Under the broad category of Equity Funds, there are different kinds of funds, which have different investment strategies. They are:

  1. Diversified equity funds: These schemes invest in shares of companies of any type. Hence, they have a healthy mix of sectors and companies, and give you a wide exposure to the equity market.
  2. Sector funds: These are schemes that invest in a particular sector of the equity market. For example, one fund may invest in technology stocks, one in FMCG while another invests exclusively in the power sector.

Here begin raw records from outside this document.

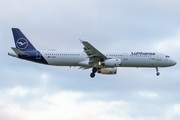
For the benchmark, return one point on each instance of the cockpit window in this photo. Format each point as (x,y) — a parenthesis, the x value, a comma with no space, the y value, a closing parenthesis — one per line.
(167,56)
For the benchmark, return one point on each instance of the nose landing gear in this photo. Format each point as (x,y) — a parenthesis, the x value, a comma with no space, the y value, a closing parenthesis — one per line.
(157,71)
(94,70)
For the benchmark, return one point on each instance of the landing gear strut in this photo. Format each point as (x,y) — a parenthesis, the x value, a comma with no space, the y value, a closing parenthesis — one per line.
(157,71)
(94,70)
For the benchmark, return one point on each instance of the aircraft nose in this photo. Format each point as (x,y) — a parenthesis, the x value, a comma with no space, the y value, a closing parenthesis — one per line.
(174,62)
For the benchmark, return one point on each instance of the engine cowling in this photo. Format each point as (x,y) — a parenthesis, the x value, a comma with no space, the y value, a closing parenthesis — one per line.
(111,62)
(107,70)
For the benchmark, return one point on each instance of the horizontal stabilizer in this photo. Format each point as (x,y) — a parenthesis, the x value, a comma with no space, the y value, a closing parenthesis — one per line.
(17,51)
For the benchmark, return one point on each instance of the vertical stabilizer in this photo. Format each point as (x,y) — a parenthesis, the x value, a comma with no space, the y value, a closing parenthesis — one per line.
(21,42)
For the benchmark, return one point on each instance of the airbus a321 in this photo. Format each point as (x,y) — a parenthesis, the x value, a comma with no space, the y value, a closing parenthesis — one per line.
(89,58)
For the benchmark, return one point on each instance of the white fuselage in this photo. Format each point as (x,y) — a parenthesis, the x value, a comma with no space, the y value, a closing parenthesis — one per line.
(145,59)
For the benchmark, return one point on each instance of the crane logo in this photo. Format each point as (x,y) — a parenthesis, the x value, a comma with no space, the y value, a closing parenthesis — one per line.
(22,43)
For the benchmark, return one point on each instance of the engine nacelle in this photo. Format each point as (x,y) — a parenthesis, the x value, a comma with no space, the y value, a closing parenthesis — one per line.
(107,70)
(111,62)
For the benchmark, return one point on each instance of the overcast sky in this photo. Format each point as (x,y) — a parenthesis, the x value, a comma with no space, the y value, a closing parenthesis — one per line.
(30,91)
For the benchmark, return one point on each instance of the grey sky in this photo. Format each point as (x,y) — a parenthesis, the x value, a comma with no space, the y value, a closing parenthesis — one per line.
(33,91)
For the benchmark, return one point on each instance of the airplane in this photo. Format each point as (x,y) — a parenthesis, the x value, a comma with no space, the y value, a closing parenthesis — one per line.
(89,58)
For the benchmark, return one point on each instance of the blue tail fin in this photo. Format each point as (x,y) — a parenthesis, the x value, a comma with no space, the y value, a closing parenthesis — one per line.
(21,42)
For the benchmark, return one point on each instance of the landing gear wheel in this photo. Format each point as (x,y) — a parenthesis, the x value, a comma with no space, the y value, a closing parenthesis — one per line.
(92,75)
(94,70)
(157,73)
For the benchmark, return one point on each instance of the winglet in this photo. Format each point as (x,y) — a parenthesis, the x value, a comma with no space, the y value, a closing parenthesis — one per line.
(81,40)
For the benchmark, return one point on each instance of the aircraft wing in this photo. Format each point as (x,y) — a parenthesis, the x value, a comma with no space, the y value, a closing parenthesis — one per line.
(92,53)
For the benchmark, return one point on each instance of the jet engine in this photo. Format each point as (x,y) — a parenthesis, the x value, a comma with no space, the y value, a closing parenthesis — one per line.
(107,70)
(110,62)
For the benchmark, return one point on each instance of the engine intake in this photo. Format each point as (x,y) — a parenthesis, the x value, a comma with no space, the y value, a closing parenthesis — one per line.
(107,70)
(111,62)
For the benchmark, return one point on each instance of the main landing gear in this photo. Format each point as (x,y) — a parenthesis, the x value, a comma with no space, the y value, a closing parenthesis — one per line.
(94,70)
(157,71)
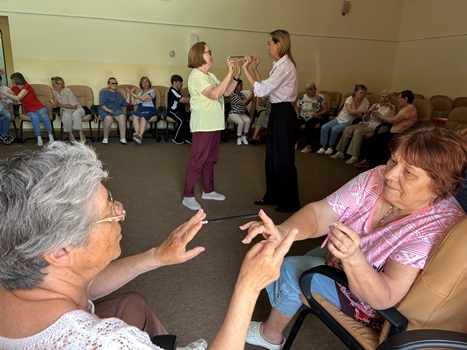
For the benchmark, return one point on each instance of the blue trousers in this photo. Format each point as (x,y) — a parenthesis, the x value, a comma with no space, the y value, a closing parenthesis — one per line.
(284,294)
(335,129)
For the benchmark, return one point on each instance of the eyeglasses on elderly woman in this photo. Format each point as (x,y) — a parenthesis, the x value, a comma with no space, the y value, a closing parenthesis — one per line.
(117,208)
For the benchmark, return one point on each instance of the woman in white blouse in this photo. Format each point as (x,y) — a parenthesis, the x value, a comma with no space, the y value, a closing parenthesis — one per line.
(281,87)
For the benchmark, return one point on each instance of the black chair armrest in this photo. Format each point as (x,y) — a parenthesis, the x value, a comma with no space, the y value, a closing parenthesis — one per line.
(55,111)
(425,338)
(16,108)
(166,341)
(382,128)
(397,321)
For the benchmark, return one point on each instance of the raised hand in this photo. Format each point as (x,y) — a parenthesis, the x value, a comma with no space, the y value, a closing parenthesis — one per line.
(344,243)
(173,249)
(230,65)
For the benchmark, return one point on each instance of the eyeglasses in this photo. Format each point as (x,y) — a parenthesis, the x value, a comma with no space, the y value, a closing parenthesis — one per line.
(117,207)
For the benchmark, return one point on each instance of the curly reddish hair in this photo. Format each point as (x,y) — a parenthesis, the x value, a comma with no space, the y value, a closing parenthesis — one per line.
(438,151)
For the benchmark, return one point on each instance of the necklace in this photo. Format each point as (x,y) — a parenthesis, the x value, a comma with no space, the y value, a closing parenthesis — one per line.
(390,211)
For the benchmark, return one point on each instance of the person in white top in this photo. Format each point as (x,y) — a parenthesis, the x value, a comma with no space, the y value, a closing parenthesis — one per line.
(355,106)
(145,100)
(312,110)
(72,112)
(5,115)
(281,87)
(207,120)
(369,122)
(61,255)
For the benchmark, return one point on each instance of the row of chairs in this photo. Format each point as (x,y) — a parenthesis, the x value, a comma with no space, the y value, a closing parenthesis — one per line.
(85,96)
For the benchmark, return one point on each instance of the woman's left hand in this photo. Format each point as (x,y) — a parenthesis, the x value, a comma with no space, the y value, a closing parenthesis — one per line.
(344,243)
(230,65)
(173,250)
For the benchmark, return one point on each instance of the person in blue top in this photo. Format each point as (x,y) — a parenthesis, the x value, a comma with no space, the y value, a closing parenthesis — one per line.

This would enable you to take a focused exposure to the particular sector of your choice.
  3. Thematic funds: These are schemes which invest in a particular theme; funds that only invest in small cap companies or companies of specified market capitalization range, funds that aim to find value stocks in the markets, or funds that invest only in the infrastructure and allied industries like construction, power, mining, electricity etc.
  4. Index funds: These schemes try to replicate a specific stock index with an aim of providing returns matching the underlying index. For example, a NIFTY fund would invest in the stocks forming the NIFTY index in the same proportion as the index. The fund manager has to simply copy the index. This type of investing is also called as passive investing.
  5. ETFs: Exchange Traded Funds are similar to index funds but they are listed on the stock exchange. You can buy and sell these funds on the stock exchange.
  6. Tax saving funds: These funds are commonly referred to as Equity Linked Saving Schemes (ELSS). They are diversified equity funds that offer tax benefits under Section 80C of the Indian Income Tax Act, 1961. They provide investors with tax deductions up to a maximum of Rs. 1 lakh invested. These funds have a lock-in period of three years, which means that you cannot sell your units for 3 years from the date of investment.